To tell you the truth as I am writing this, I really hate
this idea. It made sense for a while but now that I am reading
over the data, man what a shitty ass plan. In fact most of
this privatization stuff seems suspect. The worst part is
there is a plan to privatize just about everything. From schools
to health care the prevailing wisdom is "Let corporations
do it." Hey I will even throw in a new one. Why not let
corporations fund libraries? I don't know about you but letting
children read for free doesn't sound very capitalist. Actually
it sounds downright communist to me. Sounds like a job for
Barnes & Noble to me!
For now I would like to close up with one last quick observation.
There are probably a million reasons why 2001 the reality
wasn't the amazing wonder filled world of space exploration
that Arthur C. Clark's classic novel described it might be.
But I know of one giant reason that I will use in any future
discussions of science/technology. Mainly the fact that the
United States congress is mostly made up of really old people!

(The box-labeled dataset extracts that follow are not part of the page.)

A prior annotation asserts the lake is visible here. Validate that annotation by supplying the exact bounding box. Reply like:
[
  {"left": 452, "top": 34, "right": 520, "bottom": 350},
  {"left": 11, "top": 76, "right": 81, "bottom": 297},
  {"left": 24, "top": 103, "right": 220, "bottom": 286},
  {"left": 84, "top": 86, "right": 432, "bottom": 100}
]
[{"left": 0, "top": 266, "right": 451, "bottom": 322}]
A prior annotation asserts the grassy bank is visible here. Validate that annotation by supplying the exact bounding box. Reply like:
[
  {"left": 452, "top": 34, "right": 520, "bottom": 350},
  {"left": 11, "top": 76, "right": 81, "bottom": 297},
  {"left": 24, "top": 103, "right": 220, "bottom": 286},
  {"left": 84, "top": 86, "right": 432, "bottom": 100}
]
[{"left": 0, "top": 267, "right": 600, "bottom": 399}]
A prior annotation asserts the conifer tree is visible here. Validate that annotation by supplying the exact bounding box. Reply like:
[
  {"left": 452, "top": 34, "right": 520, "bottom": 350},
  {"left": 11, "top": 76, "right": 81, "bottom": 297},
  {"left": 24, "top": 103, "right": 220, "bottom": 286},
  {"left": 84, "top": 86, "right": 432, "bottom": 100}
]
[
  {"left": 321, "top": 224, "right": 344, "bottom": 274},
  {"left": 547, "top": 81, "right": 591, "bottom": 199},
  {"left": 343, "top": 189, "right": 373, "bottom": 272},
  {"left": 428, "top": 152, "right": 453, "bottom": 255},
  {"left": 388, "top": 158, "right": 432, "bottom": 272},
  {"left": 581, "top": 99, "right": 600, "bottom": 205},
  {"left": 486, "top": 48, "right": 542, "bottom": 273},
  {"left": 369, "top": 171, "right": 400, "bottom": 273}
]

Now I am twenty-two years old, so that statement encapsulates
a lot of people for me. But when you get down to it, when
you still have Senators and Congressmen who consider a color
television set a magical device making decisions about aerospace
and the Internet, your in fucking trouble. Anyone remember
watching the ultra rich ex-president George Bush Sr. stand
in amazement over a bar code scanner at a supermarket? That
sums it all up right there.
So my philosophy is "get the old people out and put
hip young people who actually know a thing or two about technology
in." If we follow that plan I am sure we will be on our
way to floating space cities, quantum computers and mountains
of high quality fast downloading porno.